Your last question comes from the line of Phil Winslow with Wells Fargo.
Just a question on pricing. Obviously, you talked about some of the unit growth in terms of capacity, your shipments or just that you saw this year. Wondering if you could just talk about just a pricing environment or everything that sort of the unit economics, were those sort of 2 year expectations that it was just sort of a capacity shortfall for the year? Or was there anything different on the pricing side?
Yes, I'll take that one, Phil. What I would say is the pricing has been very stable. What we've seen in the marketplace, whether it's in cloud, consumption, on-prem and all the different form factors. Our pricing has been very stable in the marketplace. As Mark mentioned, we did have some customer situations with the uncertainty as a result of not having a CEO in place, where folks expected that we would make some price concessions, but we did not.
We believe the value that we deliver to our customers, and we expect that revenue to come over time.

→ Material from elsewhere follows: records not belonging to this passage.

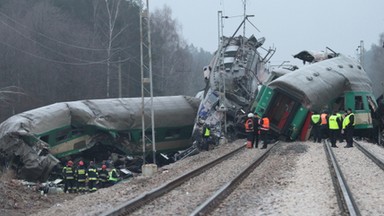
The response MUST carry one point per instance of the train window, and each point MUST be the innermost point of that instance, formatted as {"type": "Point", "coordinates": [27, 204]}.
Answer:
{"type": "Point", "coordinates": [339, 104]}
{"type": "Point", "coordinates": [45, 138]}
{"type": "Point", "coordinates": [359, 105]}
{"type": "Point", "coordinates": [172, 134]}
{"type": "Point", "coordinates": [372, 105]}
{"type": "Point", "coordinates": [62, 135]}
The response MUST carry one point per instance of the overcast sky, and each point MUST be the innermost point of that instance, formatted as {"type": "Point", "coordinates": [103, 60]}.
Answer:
{"type": "Point", "coordinates": [289, 25]}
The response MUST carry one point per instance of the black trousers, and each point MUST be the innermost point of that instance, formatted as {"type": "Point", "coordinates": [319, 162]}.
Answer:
{"type": "Point", "coordinates": [255, 141]}
{"type": "Point", "coordinates": [316, 133]}
{"type": "Point", "coordinates": [264, 137]}
{"type": "Point", "coordinates": [333, 136]}
{"type": "Point", "coordinates": [349, 136]}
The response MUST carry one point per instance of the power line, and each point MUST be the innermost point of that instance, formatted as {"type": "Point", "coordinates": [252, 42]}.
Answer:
{"type": "Point", "coordinates": [52, 39]}
{"type": "Point", "coordinates": [51, 60]}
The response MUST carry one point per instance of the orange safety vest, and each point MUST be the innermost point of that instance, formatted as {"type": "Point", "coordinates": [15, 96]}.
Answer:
{"type": "Point", "coordinates": [265, 125]}
{"type": "Point", "coordinates": [249, 125]}
{"type": "Point", "coordinates": [323, 117]}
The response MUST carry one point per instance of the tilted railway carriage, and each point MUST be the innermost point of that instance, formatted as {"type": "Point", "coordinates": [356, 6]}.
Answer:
{"type": "Point", "coordinates": [36, 139]}
{"type": "Point", "coordinates": [336, 83]}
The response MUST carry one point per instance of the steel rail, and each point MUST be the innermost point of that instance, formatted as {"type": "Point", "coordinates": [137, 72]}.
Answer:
{"type": "Point", "coordinates": [144, 198]}
{"type": "Point", "coordinates": [211, 203]}
{"type": "Point", "coordinates": [371, 156]}
{"type": "Point", "coordinates": [345, 199]}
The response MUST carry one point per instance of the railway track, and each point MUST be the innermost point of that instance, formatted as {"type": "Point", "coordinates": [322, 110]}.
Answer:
{"type": "Point", "coordinates": [355, 188]}
{"type": "Point", "coordinates": [149, 202]}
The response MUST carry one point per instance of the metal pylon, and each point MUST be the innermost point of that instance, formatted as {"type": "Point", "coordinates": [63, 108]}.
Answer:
{"type": "Point", "coordinates": [147, 113]}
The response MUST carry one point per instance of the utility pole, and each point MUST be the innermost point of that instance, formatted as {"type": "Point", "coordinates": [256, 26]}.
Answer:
{"type": "Point", "coordinates": [361, 54]}
{"type": "Point", "coordinates": [147, 112]}
{"type": "Point", "coordinates": [119, 78]}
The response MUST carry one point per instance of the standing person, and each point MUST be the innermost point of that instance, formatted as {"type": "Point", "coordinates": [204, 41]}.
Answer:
{"type": "Point", "coordinates": [113, 176]}
{"type": "Point", "coordinates": [103, 176]}
{"type": "Point", "coordinates": [256, 130]}
{"type": "Point", "coordinates": [341, 117]}
{"type": "Point", "coordinates": [93, 177]}
{"type": "Point", "coordinates": [81, 176]}
{"type": "Point", "coordinates": [348, 127]}
{"type": "Point", "coordinates": [323, 125]}
{"type": "Point", "coordinates": [315, 121]}
{"type": "Point", "coordinates": [206, 137]}
{"type": "Point", "coordinates": [334, 124]}
{"type": "Point", "coordinates": [264, 129]}
{"type": "Point", "coordinates": [249, 130]}
{"type": "Point", "coordinates": [69, 178]}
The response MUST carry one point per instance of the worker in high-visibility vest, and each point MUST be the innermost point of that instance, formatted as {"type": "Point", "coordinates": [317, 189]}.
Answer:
{"type": "Point", "coordinates": [206, 137]}
{"type": "Point", "coordinates": [264, 129]}
{"type": "Point", "coordinates": [324, 125]}
{"type": "Point", "coordinates": [249, 130]}
{"type": "Point", "coordinates": [315, 122]}
{"type": "Point", "coordinates": [334, 124]}
{"type": "Point", "coordinates": [348, 127]}
{"type": "Point", "coordinates": [113, 176]}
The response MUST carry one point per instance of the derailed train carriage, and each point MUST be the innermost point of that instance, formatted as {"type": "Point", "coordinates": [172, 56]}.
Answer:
{"type": "Point", "coordinates": [33, 142]}
{"type": "Point", "coordinates": [333, 84]}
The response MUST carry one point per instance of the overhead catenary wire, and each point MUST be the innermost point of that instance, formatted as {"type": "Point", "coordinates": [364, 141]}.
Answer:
{"type": "Point", "coordinates": [80, 61]}
{"type": "Point", "coordinates": [55, 40]}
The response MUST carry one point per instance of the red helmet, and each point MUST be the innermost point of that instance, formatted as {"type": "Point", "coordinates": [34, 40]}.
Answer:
{"type": "Point", "coordinates": [69, 163]}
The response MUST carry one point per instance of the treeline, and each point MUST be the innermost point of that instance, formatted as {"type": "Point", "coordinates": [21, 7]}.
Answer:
{"type": "Point", "coordinates": [65, 50]}
{"type": "Point", "coordinates": [373, 62]}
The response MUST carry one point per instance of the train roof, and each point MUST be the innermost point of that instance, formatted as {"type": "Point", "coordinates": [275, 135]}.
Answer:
{"type": "Point", "coordinates": [318, 83]}
{"type": "Point", "coordinates": [109, 114]}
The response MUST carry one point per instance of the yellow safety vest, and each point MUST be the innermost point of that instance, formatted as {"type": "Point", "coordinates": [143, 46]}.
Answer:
{"type": "Point", "coordinates": [315, 118]}
{"type": "Point", "coordinates": [346, 121]}
{"type": "Point", "coordinates": [207, 132]}
{"type": "Point", "coordinates": [333, 125]}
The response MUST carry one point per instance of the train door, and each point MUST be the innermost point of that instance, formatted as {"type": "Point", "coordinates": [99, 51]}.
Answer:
{"type": "Point", "coordinates": [281, 111]}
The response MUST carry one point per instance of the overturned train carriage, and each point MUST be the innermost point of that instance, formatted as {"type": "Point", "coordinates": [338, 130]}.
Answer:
{"type": "Point", "coordinates": [333, 84]}
{"type": "Point", "coordinates": [231, 86]}
{"type": "Point", "coordinates": [33, 141]}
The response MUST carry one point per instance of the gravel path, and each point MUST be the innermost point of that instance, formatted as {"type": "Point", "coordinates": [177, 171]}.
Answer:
{"type": "Point", "coordinates": [364, 178]}
{"type": "Point", "coordinates": [294, 180]}
{"type": "Point", "coordinates": [195, 191]}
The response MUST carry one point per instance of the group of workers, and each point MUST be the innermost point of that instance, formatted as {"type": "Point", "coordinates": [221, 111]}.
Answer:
{"type": "Point", "coordinates": [336, 126]}
{"type": "Point", "coordinates": [256, 128]}
{"type": "Point", "coordinates": [87, 179]}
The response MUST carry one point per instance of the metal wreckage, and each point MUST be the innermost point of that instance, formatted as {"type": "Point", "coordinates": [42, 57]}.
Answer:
{"type": "Point", "coordinates": [35, 142]}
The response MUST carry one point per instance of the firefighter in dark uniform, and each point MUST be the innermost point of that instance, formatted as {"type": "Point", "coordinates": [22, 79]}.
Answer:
{"type": "Point", "coordinates": [315, 121]}
{"type": "Point", "coordinates": [103, 176]}
{"type": "Point", "coordinates": [249, 130]}
{"type": "Point", "coordinates": [113, 176]}
{"type": "Point", "coordinates": [324, 125]}
{"type": "Point", "coordinates": [69, 178]}
{"type": "Point", "coordinates": [93, 177]}
{"type": "Point", "coordinates": [81, 176]}
{"type": "Point", "coordinates": [348, 127]}
{"type": "Point", "coordinates": [264, 129]}
{"type": "Point", "coordinates": [341, 119]}
{"type": "Point", "coordinates": [334, 124]}
{"type": "Point", "coordinates": [256, 129]}
{"type": "Point", "coordinates": [206, 137]}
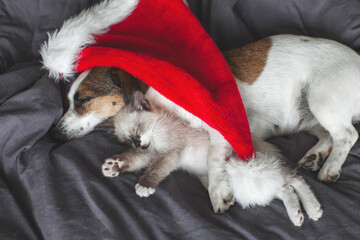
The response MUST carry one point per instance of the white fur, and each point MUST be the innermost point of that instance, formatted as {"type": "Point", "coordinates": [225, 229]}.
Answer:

So from our standpoint, no big changes in terms of the pricing dynamic in the market, no big changes in what we've seen in our competitors. It's been a pretty stable market, and our pricing has been stable as a result.
And there are no further questions. I would like to turn the call back to Vic Lund for final comments.
Thank you, everyone, for joining our call. Thank you for the good questions. As we close the call today, I want you to know that Teradata team is working together, and we are really focused on driving a solid year. We've taken great actions to improve our execution across the business. And we are entering 2020 with a more stable go-to-market team and growing product momentum. We are accelerating transition to the cloud, driving forward with increased consumption advantage and expanding our market opportunities.
And further, we are committed to delivering to you true and honest expectations that we have, and you can expect for us in this year to deliver what we say deliver we're looking forward to updating you next quarter with another performance that will be in line with what we've told you we're going to do. So thank you again very much for joining us today.
Ladies and gentlemen, this concludes today's conference call. Thank you for participating. You may now disconnect.